Back to articles August 2019
You’d have to have been living under a rock to have avoided Marvel’s Avengers series and its host of heroes - particularly the hero who kicked off the entire cinematic saga back in 2008: Iron Man.
However, in a recent IP case, it was questioned whether one business had drawn influence from the metal outfit belonging to fictional character Tony Stark. A recently granted UK patent for a body-controlled, jet engine powered suit from British aeronautical innovation company, Gravity Industries, drew attention for featuring the pop-culture reference during prosecution of the patent application.
Any publicly available document can be cited during prosecution of a patent application by an applicant, third party or patent office examiner if content disclosed in the document is considered to be material to patentability of the invention claimed in the application. It is rather unusual, however, for fictional literature such as a Blockbuster movie to find its way onto the cited documents list during examination of a patent application.
The patent, issued by the UK Intellectual Property Office (UKIPO), covers 'a wearable flight system with a number of propulsion assemblies including a left-hand propulsion assembly and a right-hand propulsion assembly worn on a user's hands and/or forearm'. Prior to grant, an examiner at the UKIPO cited the 2008 Iron Man film noting in particular Tony Stark's use of a wearable flight system which utilises propulsion units worn on the hands.
Unlike Tony Stark, however, who in the 2008 film assembled his jet suit prototype using scrap metal while being held captive in an Afghan cave, the masterminds behind this version - which they are calling ‘the next frontier in human flight’ - required the help of design tools such as the RS Components DesignSpark and the Sony SmartEyeglass system to bring their jet suit to life.

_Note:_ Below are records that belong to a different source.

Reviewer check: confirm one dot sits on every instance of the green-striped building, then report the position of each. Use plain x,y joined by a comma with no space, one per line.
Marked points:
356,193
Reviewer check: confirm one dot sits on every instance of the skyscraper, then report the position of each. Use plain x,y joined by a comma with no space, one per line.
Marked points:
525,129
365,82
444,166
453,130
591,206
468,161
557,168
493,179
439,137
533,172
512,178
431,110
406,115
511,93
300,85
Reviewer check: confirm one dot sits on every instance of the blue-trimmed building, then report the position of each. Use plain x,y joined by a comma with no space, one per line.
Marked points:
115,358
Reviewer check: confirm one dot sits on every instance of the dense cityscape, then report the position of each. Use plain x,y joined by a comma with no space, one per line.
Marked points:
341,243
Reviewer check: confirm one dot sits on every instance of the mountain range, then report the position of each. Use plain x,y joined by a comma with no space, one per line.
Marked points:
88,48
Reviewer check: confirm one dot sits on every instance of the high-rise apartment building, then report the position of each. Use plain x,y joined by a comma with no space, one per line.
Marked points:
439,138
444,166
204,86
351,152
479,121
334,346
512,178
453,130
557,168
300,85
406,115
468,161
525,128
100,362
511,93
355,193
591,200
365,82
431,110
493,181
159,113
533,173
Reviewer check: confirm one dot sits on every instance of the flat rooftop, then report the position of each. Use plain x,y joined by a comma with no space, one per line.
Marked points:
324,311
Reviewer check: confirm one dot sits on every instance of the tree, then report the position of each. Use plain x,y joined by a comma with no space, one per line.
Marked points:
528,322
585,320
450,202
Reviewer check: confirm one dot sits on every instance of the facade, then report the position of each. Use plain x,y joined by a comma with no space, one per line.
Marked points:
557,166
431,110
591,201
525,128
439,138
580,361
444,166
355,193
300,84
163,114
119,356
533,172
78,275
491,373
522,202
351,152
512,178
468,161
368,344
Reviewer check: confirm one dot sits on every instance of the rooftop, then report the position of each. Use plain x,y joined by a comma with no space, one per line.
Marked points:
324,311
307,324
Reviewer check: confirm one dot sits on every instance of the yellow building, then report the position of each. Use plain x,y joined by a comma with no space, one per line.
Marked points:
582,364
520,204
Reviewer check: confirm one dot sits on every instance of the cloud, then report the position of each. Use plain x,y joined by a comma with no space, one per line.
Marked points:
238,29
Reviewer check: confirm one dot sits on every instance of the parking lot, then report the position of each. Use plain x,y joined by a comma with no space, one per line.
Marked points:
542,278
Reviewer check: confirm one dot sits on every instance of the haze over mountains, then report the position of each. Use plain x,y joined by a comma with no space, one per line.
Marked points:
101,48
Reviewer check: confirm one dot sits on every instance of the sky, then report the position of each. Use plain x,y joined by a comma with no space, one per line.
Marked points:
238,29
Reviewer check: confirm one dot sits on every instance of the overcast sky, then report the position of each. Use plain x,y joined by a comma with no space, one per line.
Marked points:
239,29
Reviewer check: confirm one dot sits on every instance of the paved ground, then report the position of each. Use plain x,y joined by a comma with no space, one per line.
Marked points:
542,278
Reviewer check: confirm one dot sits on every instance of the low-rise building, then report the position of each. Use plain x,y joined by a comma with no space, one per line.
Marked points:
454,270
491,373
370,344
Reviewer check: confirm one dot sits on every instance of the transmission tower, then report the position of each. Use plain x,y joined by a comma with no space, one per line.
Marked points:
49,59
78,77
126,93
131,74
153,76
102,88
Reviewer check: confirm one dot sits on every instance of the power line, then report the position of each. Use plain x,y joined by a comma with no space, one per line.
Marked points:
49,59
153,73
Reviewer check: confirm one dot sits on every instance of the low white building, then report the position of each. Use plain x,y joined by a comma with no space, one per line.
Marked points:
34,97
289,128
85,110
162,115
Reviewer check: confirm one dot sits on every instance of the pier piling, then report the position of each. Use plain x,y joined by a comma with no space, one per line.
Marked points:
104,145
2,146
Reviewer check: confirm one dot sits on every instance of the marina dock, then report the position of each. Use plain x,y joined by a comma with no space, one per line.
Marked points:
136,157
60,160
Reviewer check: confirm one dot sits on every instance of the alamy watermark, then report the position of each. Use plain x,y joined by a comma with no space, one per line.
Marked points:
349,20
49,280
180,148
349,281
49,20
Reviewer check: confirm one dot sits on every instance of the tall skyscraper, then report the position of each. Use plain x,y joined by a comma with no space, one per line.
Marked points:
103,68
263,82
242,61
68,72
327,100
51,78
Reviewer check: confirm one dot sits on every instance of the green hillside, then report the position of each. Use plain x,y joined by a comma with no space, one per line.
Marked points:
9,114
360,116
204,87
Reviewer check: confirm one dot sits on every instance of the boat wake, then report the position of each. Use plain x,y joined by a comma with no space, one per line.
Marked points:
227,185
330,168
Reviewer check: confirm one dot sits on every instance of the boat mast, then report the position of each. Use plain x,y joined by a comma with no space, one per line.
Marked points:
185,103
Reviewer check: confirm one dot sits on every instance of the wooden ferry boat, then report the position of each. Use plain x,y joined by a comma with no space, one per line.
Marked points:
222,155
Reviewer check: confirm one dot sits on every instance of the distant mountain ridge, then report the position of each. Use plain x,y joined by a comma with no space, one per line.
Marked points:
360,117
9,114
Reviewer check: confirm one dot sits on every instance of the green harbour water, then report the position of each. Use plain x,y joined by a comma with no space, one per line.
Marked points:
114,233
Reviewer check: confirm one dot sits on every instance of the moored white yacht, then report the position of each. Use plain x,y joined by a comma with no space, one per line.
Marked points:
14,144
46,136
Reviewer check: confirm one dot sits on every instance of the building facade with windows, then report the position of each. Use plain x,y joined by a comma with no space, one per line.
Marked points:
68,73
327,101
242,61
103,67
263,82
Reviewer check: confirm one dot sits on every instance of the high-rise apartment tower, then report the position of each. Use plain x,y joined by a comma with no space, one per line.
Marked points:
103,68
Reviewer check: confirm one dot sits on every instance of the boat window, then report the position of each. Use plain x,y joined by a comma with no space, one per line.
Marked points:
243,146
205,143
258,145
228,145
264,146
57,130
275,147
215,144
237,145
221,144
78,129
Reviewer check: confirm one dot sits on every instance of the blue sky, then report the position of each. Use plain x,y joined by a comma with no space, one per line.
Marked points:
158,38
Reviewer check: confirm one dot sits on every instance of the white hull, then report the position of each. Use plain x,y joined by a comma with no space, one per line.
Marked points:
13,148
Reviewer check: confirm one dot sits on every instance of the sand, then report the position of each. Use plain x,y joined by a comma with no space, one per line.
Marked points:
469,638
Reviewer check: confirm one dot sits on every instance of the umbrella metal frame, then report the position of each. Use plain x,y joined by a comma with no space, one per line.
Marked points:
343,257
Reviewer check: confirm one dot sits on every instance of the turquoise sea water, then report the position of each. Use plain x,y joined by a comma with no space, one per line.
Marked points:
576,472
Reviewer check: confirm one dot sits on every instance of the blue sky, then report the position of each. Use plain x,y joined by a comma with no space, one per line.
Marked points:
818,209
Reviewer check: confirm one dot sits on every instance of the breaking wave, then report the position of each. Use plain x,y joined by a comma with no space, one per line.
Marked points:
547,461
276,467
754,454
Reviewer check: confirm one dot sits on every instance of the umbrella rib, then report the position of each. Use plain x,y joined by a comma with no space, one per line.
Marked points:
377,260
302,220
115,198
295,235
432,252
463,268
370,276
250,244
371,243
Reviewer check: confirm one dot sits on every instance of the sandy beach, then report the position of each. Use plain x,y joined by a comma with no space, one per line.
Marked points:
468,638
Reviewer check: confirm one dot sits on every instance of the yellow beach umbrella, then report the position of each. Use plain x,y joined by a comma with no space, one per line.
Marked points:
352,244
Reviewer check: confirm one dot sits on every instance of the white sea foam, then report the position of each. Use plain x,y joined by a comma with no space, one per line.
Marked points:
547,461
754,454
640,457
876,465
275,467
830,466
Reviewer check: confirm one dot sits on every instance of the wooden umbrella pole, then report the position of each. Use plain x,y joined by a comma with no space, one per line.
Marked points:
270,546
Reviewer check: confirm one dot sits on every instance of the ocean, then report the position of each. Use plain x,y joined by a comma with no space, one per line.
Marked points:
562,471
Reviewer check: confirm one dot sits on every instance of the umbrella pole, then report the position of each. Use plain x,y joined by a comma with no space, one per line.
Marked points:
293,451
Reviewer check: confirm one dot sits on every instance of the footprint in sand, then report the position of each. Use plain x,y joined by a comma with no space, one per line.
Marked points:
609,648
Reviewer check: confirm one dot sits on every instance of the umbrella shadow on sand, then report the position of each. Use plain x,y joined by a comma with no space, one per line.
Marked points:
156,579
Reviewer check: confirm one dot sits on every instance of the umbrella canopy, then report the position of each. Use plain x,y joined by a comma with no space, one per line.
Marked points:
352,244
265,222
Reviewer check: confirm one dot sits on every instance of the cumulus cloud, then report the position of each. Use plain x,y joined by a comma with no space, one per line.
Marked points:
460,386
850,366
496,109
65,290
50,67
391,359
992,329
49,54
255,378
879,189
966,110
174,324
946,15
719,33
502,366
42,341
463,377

Gravity Industries claim their suit can fly as high as 12,000 feet at speeds of up to 32 miles per hour. But you may need the bank account of a billionaire playboy to afford it, as the suit currently retails at around $443,000.
Films, TV shows and the written word have provided inspiration for real-life inventions for time immemorial. This exchange goes in both directions. Sometimes, the technology appears first in science fiction then becomes reality and on other occasions the real technology comes first, and science fiction authors speculate about how it might be used. For example, space travel was described in science fiction even before the first rockets were launched into space.
By looking at what information is already out there, patent examiners can argue whether the proposed invention in a patent application may already have been anticipated, and amendments may then be made to the application in response to ensure fair protection for the applicant. In the UK it is not uncommon for it to take four to six years from filing of a patent application for a patent to be granted.
In this case, the patent for the Gravity Industries jet suit was granted within three years from the filing date of the initial application. Company founder Richard Browning said: “Since launching Gravity in 2017, we have not stopped challenging the status quo. Restlessly pioneering developments in STEM, today’s patent issuance is a giant milestone for Gravity, which will enable us to continue to innovate and hopefully inspire others."